“Ettore Bianchi”
O beijo dela tem gosto de memória, mas o corpo… o corpo é pura urgência.
Minha mulher me puxa para mais perto, como se quisesse me devorar.
Minhas mãos encontram sua cintura, apertando-a com força enquanto a empurro contra a parede. Ela geme baixinho quando nossas línguas se encontram, e o som vai direto para o meu pau.
— Porra, Liz — murmuro contra sua boca, mordendo seu lábio inferior. — Você não faz ideia do quanto eu precisava disso depois de todo o estresse.
— Então mostra — ela sussurra, arranhando minha nuca. — Me mostra o quanto me quer.
Não preciso ouvir duas vezes.
Agarro a barra da blusa dela e puxo por cima da cabeça, jogando no chão sem cerimônia. Ela faz o mesmo com minha camisa, os botões voando por todos os lados.
— Você não vai precisar disso — ela ri quando um botão b**e na janela.
— Só preciso de você agora — respondo, descendo os lábios para o pescoço dela.
Suas mãos deslizam pelo meu peito, arranhando de leve, me fazendo gemer. Quando chegam ao meu cinto, não hesitam. Abrem, puxam, libertam.
— Alguém está com pressa — provoco, mesmo ofegante.
— Você não imagina o quanto — ela responde, já abrindo minha calça. — Você é oficialmente meu agora, Ettore Bianchi.
— E você sempre foi… — pauso quando a mão dela envolve meu pau por cima da cueca, arrancando um gemido baixo de mim. — Caralho…
— Senti falta — ela sussurra, mordendo meu lábio. — De você. Por inteiro.
Ela volta a me beijar, me levando ao limite. Num movimento rápido, a viro de costas, pressionando-a contra a parede.
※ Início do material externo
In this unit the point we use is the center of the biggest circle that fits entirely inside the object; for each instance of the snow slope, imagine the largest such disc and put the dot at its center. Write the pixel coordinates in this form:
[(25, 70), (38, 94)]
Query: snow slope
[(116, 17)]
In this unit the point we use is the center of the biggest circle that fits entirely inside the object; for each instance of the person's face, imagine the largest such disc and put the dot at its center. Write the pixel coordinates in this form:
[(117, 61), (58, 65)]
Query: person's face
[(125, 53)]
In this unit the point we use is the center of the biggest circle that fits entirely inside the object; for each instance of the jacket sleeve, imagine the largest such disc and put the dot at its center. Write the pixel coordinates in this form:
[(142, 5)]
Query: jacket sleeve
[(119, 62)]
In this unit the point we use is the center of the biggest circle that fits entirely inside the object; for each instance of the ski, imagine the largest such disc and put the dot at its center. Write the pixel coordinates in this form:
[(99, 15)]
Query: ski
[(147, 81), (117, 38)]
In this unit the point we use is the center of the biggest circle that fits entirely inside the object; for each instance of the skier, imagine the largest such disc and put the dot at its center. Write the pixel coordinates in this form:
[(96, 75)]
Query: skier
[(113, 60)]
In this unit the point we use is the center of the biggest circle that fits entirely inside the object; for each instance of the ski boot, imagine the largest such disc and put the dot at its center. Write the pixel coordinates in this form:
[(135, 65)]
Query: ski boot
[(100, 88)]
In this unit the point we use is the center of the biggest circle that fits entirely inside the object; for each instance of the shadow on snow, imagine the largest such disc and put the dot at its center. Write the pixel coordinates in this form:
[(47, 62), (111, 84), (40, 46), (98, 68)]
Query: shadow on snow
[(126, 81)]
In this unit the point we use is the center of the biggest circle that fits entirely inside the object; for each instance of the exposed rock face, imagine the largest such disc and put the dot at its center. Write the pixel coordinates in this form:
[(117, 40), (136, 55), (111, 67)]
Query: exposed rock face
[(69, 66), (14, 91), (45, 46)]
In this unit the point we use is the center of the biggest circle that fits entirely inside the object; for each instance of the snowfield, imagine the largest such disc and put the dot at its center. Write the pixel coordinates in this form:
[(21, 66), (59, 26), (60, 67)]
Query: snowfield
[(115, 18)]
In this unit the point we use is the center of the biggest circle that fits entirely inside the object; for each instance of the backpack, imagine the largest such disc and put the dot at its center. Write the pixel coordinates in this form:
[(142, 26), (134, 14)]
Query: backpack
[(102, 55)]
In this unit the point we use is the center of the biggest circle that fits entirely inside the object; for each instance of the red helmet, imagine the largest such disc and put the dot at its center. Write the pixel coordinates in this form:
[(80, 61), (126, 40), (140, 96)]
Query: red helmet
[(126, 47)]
Minhas mãos sobem pelas costas dela até o fecho do sutiã, que em segundos está no chão.
— Ettore — ela geme quando minhas mãos envolvem seus seios por trás.
— Adoro seus gemidos — murmuro no ouvido dela, apertando os mamilos entre os dedos.
Ela empina a bunda contra mim, levando embora qualquer calma que eu ainda pudesse ter. Abro sua calça com pressa, puxando tudo para baixo com a calcinha.
— Porra — solto quando vejo minha mulher completamente nua na minha frente. — Você é perfeita.
— Para de falar. Preciso de você — ela ordena, se virando para me encarar com os olhos escuros de desejo.
Essa mulher decidiu me matar hoje?
Tiro o resto das roupas numa velocidade recorde e a puxo para mim. Nossas bocas se encontram num beijo faminto enquanto caminhamos, cambaleando em direção ao quarto.
Quando chegamos à cama, a deito suavemente no colchão.
— Como na primeira vez — murmuro, a acomodando sob mim.
— Sim… mas dessa vez você não precisa ter cuidado — ela provoca, me puxando com força.
— Não tenho a menor intenção de ser cuidadoso — respondo, me posicionando entre suas pernas.
Liz morde o lábio, sorrindo maliciosamente antes de entrelaçar as pernas na minha cintura e diminuir de vez qualquer distância.
Entendendo a urgência, entro nela de uma vez, e nós dois gememos alto. Ela está apertada, quente, perfeita.